The starting point for the UK to be satisfied with its position in the EU is either the end of the EU’s ambition for “ever closer union”, or the ability of the UK, perhaps joined by some other countries, to “unsubscribe” from this objective, while others are at liberty to continue to pursue it.
If “ever closer union” were abandoned as an objective, the consequences would be serious. Gone would be all pretensions to the United States of Europe. The idea would have to be to return Europe to a continent of competing nation states, albeit under a close association of friendship and cooperation. Essentially, Europe would be renationalised.
As it happens, it is not only the British who want the end of “ever closer union”. In June 2013, the Dutch government said: “The Netherlands is convinced that the time of an ‘ever closer union’ in every possible policy area is behind us.” The ruling party in the Netherlands said in the autumn of 2013 that it would like to see “whole policy areas” returned to national governments, and it has called for ways to overturn or challenge rulings by the European Court of Justice.

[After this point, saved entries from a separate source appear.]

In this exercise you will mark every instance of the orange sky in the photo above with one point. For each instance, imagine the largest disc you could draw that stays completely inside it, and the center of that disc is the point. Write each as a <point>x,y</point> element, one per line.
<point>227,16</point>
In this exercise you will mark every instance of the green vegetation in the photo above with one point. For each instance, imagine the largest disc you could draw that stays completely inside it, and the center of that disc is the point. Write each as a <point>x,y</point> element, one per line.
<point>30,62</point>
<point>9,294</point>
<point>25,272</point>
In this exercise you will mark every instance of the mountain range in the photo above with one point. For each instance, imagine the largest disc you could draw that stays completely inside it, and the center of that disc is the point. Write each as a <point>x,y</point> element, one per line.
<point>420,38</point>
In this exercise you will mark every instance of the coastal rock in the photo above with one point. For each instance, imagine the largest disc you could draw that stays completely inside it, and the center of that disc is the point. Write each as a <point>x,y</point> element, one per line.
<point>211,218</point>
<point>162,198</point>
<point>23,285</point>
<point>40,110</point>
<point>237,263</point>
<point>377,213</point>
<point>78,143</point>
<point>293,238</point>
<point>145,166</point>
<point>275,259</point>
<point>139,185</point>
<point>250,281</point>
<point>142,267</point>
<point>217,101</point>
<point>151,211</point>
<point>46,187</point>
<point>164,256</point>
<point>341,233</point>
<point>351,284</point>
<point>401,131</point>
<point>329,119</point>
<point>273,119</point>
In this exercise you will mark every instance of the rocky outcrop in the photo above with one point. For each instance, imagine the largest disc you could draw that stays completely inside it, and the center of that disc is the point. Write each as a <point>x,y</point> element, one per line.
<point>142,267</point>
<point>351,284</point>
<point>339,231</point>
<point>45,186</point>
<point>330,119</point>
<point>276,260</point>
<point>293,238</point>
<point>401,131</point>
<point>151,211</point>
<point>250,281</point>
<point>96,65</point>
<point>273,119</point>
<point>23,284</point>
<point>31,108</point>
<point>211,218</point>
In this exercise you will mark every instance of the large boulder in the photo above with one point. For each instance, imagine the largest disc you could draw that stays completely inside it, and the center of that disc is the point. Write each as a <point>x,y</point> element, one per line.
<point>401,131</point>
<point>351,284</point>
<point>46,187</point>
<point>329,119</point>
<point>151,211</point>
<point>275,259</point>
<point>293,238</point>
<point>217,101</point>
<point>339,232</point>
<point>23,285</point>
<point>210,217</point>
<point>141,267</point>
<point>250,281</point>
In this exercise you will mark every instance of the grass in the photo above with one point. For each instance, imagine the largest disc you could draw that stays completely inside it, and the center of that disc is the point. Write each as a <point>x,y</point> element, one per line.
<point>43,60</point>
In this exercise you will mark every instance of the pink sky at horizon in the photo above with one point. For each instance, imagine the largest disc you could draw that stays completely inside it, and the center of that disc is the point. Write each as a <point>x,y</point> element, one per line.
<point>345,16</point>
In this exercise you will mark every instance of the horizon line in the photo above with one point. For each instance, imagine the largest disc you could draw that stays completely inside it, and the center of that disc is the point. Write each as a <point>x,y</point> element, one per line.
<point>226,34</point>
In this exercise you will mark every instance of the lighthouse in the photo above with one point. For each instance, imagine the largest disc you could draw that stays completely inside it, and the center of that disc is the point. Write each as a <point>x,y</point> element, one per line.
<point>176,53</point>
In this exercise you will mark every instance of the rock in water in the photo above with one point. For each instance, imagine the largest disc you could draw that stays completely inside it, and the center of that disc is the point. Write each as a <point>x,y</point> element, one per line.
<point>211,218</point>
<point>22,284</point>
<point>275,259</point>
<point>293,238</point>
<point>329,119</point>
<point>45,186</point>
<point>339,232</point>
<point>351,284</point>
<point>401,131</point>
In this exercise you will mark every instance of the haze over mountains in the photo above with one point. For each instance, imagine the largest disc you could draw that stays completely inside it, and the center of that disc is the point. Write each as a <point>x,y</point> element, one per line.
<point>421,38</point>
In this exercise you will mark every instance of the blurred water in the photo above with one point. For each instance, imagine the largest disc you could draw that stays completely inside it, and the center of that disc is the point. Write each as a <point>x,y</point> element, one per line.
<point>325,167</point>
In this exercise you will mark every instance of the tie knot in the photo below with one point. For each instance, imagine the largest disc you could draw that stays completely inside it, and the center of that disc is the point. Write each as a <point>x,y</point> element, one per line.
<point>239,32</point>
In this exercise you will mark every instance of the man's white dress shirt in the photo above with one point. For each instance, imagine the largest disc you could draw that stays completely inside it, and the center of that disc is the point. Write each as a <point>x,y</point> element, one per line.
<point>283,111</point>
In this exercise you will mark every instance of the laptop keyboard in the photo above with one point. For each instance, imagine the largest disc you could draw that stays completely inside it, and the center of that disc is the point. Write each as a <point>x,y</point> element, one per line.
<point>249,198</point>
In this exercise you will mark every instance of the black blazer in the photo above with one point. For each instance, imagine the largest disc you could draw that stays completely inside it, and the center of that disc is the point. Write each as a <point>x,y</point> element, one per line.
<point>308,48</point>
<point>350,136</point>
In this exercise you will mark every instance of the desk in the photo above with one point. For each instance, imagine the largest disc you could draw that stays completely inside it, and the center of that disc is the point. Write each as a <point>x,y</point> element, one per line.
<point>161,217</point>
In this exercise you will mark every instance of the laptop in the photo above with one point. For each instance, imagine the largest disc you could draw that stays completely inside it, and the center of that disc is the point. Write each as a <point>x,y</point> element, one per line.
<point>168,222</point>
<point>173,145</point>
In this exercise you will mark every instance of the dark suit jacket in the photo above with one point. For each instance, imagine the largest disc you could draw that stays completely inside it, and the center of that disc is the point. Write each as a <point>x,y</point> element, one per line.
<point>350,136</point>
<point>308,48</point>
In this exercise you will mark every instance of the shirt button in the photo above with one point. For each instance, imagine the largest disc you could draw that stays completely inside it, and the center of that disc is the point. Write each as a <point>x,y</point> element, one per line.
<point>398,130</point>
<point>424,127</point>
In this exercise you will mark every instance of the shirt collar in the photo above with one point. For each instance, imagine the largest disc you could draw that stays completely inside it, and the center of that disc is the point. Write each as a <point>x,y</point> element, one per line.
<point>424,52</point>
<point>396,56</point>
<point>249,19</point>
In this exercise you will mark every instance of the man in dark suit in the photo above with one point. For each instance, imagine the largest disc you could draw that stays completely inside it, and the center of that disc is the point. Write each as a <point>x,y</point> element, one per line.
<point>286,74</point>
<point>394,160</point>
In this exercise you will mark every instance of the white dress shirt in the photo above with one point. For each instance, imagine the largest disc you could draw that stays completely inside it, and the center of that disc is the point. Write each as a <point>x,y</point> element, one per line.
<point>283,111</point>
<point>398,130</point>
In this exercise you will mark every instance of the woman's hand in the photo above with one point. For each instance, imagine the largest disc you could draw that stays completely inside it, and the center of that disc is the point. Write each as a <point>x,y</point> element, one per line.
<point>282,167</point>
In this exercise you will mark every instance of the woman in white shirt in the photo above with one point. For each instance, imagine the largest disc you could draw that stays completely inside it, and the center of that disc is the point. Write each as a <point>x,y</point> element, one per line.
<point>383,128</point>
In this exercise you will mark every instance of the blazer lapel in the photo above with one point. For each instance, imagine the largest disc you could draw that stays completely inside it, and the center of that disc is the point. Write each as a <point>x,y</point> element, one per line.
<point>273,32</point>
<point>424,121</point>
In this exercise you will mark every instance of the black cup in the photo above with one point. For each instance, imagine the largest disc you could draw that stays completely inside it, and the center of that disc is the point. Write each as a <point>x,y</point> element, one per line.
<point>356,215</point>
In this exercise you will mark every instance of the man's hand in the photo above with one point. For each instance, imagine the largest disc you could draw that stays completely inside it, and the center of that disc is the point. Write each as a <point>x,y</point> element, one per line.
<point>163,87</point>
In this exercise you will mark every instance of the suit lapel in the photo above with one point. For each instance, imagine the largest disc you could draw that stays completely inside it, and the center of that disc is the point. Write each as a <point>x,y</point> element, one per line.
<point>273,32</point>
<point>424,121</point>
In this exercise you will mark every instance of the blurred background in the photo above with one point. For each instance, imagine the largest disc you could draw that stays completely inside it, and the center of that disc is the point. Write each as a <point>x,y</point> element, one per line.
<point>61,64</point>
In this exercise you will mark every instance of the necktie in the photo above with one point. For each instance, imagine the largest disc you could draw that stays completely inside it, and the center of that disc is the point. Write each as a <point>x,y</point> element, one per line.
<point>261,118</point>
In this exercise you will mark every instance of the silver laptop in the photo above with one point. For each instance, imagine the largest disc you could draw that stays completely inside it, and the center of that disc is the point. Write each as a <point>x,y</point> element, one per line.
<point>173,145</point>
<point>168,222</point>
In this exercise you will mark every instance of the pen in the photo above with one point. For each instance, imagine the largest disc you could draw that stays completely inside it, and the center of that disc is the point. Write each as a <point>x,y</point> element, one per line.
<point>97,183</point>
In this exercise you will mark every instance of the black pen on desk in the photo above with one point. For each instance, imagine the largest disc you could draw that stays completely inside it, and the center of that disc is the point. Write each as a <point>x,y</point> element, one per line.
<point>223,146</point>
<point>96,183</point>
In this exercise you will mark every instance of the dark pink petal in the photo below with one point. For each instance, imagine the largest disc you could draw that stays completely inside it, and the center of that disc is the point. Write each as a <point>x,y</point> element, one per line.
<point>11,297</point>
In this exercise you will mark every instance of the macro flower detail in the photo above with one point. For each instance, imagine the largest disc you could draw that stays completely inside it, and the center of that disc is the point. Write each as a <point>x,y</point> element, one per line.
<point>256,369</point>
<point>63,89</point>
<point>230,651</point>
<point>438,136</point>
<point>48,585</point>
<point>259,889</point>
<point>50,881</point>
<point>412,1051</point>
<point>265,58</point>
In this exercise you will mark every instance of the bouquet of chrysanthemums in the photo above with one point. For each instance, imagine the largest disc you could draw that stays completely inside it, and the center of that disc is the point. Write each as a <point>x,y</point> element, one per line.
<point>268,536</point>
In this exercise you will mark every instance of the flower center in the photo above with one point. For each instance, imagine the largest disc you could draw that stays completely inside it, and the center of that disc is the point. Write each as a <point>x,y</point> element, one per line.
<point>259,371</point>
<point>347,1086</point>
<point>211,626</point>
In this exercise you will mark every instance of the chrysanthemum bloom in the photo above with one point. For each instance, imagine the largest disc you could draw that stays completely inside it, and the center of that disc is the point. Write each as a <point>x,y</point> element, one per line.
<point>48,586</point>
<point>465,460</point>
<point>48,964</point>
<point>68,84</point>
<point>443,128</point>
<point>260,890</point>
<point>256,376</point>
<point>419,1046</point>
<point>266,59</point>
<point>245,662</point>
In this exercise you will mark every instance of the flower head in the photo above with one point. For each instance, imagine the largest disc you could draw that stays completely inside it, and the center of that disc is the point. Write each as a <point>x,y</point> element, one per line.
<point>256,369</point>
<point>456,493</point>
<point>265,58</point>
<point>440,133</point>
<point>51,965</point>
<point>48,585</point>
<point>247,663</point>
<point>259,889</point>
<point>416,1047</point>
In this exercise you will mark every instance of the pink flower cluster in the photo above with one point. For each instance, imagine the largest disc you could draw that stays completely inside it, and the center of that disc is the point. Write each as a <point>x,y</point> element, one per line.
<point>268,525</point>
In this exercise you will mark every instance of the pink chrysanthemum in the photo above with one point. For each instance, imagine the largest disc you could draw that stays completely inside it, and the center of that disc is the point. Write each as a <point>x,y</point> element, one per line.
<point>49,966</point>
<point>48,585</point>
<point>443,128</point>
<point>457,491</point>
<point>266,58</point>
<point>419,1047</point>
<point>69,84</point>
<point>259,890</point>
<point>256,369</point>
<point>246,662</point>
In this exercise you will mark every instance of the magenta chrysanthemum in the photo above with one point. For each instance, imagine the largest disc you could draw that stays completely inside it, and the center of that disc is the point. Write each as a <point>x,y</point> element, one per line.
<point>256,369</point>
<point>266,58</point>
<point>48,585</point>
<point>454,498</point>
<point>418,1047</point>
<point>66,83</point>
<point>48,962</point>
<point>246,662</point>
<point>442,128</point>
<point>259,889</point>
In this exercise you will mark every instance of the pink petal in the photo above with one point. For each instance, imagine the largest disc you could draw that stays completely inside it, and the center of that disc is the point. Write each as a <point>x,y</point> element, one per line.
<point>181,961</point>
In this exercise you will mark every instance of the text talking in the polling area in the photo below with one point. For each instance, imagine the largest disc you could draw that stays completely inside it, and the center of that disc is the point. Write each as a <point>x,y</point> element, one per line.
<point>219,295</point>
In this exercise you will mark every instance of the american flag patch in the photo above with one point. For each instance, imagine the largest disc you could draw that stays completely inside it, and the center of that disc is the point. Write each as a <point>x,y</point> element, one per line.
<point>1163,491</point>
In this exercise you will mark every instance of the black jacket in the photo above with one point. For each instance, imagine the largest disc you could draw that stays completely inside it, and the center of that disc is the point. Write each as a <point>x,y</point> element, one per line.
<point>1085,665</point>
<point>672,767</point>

That said, it will surely not be possible to persuade the EU as a whole to shed this objective. So Britain’s aim must be to get a relationship where the UK can get off this conveyor belt, while seeking to get through some fundamental reforms of the EU as it stands.
Is fundamental reform of the EU possible? It must be remembered that it has changed dramatically in the last 50 years. When the Delors Commission came out in 1985 with a blueprint for the Single Market, cynics were dismissive. Although it is not perfect, the Single Market now exists. Even the Common Agricultural Policy has been radically reformed, with the result that subsidies are no longer linked to production (which resulted in “butter mountains” and “wine lakes”), but are instead related to the area cultivated. So if the EU has managed to make these radical changes in the past, why can’t it reform itself now?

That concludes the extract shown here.